HoRHizon 2015 : quelles perspectives pour l'emploi territorial ?

« Tout ce qu’on nous reproche, c’est ce qu’on nous impose » affirme François Deluga, président du Centre national de la fonction publique territoriale et vice-président de l’Association des maires de France. Le premier rapport « Horhizons 2015 – Tendances de l’emploi territorial et politiques RH des CT et des EPCI », issu d’une enquête de CSA pour le CNFPT signale que si les dépenses liées au personnel ont tendance à augmenter, les deux premières causes en sont la réforme des rythmes scolaires et le transfert de compétence aux communautés. Cette tendance touche toutefois à sa fin compte tenu de la chute des dotations.

La réforme des rythmes scolaires coûterait aux collectivités locales compétentes 233 € par enfant en moyenne estime Marie-Hélène Amiable, maire de Bagneux et rapporteure de la commission Affaires sociales de l’AMF, participant à la hausse de la masse salariale. 50 % des personnes interrogées, et plus de 60 % des personnes représentants les communes l’indiquent en effet.

La mutualisation, perçue notamment comme moyen « pour réduire les coûts, optimiser l’organisation et la qualité des services rendus » est pourtant la seconde cause évoquée pour expliquer la hausse de la masse salariale. En rassemblant les services, l’harmonisation des statuts est souvent effectuée en se fondant sur les règles les plus avantageuses. Mais surtout, il apparaît que les secteurs les plus mutualisés sont aussi ceux qui recrutent le plus.

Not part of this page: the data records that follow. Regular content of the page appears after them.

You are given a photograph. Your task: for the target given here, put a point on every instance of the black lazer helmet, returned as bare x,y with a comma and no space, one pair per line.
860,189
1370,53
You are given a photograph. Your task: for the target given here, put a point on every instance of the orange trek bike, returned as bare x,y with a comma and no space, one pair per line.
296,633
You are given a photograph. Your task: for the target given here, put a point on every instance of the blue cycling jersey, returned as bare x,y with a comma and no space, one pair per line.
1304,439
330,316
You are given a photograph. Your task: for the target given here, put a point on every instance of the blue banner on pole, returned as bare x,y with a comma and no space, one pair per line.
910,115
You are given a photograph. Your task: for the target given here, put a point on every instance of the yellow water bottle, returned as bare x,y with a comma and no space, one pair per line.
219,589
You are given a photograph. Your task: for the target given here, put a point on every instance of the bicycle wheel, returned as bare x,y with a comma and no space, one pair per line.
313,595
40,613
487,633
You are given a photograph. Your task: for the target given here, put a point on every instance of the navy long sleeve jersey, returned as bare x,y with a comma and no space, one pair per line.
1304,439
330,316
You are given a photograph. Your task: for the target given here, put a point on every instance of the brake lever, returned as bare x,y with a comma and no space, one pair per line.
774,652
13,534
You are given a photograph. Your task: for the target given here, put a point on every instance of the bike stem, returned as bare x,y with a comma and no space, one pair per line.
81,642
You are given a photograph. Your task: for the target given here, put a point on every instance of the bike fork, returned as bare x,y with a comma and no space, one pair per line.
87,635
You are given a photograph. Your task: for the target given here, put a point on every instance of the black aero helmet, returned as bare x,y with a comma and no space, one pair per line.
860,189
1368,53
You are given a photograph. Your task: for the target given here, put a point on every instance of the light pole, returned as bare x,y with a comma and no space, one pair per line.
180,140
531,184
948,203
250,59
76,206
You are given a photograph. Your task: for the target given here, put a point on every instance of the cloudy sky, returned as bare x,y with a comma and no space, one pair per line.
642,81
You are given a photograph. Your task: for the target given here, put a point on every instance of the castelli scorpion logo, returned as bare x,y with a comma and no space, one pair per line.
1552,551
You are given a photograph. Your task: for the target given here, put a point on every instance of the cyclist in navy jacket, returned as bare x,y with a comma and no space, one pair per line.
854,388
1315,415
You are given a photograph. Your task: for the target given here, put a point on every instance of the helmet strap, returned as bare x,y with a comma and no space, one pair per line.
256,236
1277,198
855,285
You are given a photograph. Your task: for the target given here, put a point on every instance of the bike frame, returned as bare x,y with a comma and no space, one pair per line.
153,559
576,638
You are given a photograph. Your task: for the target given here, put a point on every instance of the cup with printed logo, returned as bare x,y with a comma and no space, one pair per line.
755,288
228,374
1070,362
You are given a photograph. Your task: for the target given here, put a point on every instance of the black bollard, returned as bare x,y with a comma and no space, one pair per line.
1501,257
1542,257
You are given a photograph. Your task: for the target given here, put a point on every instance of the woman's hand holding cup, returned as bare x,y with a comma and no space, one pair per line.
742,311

La tendance globale face à la baisse des dotations est celle d’une baisse des dépenses de personnel, c’est-à-dire moins d’embauches, moins d’augmentation et moins de dépenses de formation. Globalement, seuls 9% des collectivités affirment vouloir procéder à des recrutements, et 8% l’envisagent.

Ce mouvement d’ensemble cache des disparités importantes selon la taille des communes et communautés. 95 % des communes qui comptent moins de 5 agents ne recruteront pas et 90% des communes de moins de 3500 habitants non plus. Si ces deux catégories se recoupent fortement, la comparaison avec les ambitions de recrutement des communes de plus de 3500 habitants (33% en forment le vœu) et les communautés (30% le forment aussi). Ces recrutements sont dirigés vers des titulaires, en particulier pour respecter les engagements contre la précarisation ainsi que des emplois aidés.

 

Ces recrutements sont toutefois majoritairement envisagés dans le cadre du remplacement d’agents contre seulement 1/5 des cas pour des créations de poste. Le taux d’administration des communes et communautés devrait baisser lors des années prochaines alors qu’il n’a cessé d’augmenté depuis les années 1980.